Stephanie Wrobel’s debut novel, The Recovery of Rose Gold (called Darling Rose Gold in other regions), explores the twisted co-dependent relationship between mother and daughter that develops as a result of the mother’s Munchausen Syndrome by Proxy. Penguin Books Australia was kind enough to send me a copy for review.
It has all the hallmarks of a pacy thriller, but I tell you what, it’s refreshing to read one that doesn’t revolve around dead bodies and bloodshed. The Recovery of Rose Gold isn’t a “whodunnit”, but a sinister cat-and-mouse game of power and control.

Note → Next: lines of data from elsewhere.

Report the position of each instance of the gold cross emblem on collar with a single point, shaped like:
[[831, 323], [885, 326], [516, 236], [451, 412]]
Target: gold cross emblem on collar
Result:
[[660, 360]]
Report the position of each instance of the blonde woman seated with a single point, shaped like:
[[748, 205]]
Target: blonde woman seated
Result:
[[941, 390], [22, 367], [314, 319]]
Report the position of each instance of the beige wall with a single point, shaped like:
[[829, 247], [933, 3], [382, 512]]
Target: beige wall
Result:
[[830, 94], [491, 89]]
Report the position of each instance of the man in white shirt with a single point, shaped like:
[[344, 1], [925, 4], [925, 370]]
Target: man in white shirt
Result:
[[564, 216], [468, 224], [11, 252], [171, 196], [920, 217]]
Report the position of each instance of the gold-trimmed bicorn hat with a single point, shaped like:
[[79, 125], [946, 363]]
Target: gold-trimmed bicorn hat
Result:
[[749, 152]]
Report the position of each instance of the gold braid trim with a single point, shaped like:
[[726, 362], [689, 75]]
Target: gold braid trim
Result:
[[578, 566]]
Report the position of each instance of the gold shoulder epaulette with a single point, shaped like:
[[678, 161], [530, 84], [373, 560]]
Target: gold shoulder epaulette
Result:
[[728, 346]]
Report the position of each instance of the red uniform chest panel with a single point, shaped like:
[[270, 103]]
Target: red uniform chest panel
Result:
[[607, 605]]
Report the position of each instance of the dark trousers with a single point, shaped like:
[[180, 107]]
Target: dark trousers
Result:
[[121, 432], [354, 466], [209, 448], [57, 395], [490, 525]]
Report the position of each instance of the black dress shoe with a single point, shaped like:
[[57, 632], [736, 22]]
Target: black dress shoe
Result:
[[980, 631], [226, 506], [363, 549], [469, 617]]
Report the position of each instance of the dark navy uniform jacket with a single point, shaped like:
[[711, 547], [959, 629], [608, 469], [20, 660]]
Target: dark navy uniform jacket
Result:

MSBP is a relatively rare psychological condition, and as a premise for a thriller it’s fresh and fascinating. The story begins where most thrillers might end: with the mother, Patty, being released from prison and her daughter/victim, Rose Gold, accepting her back into her life in an apparent attempt at reconciliation.
The story is told through their alternating perspectives, with Patty depicting the events of the present, and Rose Gold’s account of the past – the two, naturally, meet at the end when “all is revealed”.
I would caution readers against reading this as a realistic portrayal of MSBP (the attempt at drawing linear causation for Patty’s condition is over-simplified at best), nor should it be read as a direct fictionalisation of the real-life case of Gypsy Rose Blanchard. Still, it’s satisfying and compelling without being hackneyed or overwrought.